After leaving college, Olczyk became a broadcaster for the Indy Fuel of the ECHL, a minor-league affiliate of the Chicago Blackhawks. Andrew Smith, the Fuel's play-by-play analyst and Olczyk's broadcast partner, said that Olczyk was an "NHL-quality analyst" and predicted that he would work for a major league team "sooner rather than later." On April 9, 2021, Olczyk and his father Eddie Olczyk, a Blackhawks broadcaster at the time, called the Fuel's game against the Fort Wayne Komets. It was the first time the Fuel had used a three-man broadcast booth.

In addition to his duties as a Fuel broadcaster, Olczyk worked as an associate producer for NBC Sports Chicago and for NHL on TNT broadcasts. He worked at NBC Sports's Stamford, Connecticut facility, producing coverage of the 2020 Summer Olympics and the 2022 Winter Olympics.

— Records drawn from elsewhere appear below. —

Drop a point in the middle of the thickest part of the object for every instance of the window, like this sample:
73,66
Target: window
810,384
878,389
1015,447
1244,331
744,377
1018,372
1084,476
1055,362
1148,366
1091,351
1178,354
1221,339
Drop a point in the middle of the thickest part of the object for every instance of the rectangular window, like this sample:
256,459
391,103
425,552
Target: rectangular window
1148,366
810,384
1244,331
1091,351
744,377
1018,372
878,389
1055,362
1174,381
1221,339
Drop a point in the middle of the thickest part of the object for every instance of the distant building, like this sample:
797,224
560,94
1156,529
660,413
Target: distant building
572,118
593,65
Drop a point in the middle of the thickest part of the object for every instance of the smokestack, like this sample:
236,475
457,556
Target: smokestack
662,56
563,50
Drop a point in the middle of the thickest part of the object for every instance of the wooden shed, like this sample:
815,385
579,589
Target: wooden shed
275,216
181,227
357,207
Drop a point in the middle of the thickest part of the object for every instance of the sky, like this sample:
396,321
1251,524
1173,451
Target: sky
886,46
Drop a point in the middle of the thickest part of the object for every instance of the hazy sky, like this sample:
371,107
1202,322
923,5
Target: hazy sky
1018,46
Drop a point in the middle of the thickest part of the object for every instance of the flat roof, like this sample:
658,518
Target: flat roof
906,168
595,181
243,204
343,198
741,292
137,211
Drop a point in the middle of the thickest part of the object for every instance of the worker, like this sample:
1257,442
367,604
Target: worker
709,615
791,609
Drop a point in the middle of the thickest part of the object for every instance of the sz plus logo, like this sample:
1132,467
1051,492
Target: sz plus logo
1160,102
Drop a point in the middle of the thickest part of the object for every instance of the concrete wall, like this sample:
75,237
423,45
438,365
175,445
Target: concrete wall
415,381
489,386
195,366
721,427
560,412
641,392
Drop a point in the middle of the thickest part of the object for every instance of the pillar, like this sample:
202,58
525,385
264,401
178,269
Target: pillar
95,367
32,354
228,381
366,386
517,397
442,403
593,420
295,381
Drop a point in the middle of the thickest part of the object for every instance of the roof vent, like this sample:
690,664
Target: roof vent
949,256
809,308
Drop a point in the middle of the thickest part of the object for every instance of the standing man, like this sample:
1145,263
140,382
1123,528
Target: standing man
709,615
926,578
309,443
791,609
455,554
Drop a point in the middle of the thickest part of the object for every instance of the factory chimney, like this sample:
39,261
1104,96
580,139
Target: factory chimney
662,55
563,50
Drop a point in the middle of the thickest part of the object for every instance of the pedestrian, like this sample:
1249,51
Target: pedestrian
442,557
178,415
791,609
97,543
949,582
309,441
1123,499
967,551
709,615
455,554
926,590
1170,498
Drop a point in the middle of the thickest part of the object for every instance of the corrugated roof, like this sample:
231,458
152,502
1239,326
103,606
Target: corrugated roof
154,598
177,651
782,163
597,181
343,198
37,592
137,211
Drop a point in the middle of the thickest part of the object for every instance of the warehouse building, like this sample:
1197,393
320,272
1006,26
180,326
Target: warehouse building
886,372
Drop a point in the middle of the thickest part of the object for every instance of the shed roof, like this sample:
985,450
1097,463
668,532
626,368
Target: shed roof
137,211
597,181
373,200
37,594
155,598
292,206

Olczyk was a fill-in radio analyst for the Blackhawks during the 2021–22 season, making his debut on a November 9, 2021 game against the Pittsburgh Penguins. On January 22, 2022, Olczyk made his NHL television debut on NBC Sports Chicago, filling in for his father during a game against the Minnesota Wild, due to his father's illness shortly before the broadcast began. He also called the game on January 24 against the Colorado Avalanche, telling Pat Foley on-air before the game, "The good news is Pat, you still have an Olczyk, just a little younger and a tad better looking."

==Seattle Kraken==
On August 16, 2022, the Seattle Kraken announced that they had hired Olczyk and rehired Alison Lukan for their broadcast team. Both are expected to contribute to television and radio broadcasts and to the team's mobile app content.

==Utah Mammoth==
On September 4, 2024, Olczyk and Dominic Moore were announced as television analysts for the inaugural season of the Utah Mammoth on KUPX-TV.

==Personal life==

Nick's father, Eddie Olczyk, is a former ice hockey player and a broadcaster for the Seattle Kraken. His uncle, Rick Olczyk, is the Kraken's assistant general manager. His brother, Eddie III, is an amateur scout for the Kraken.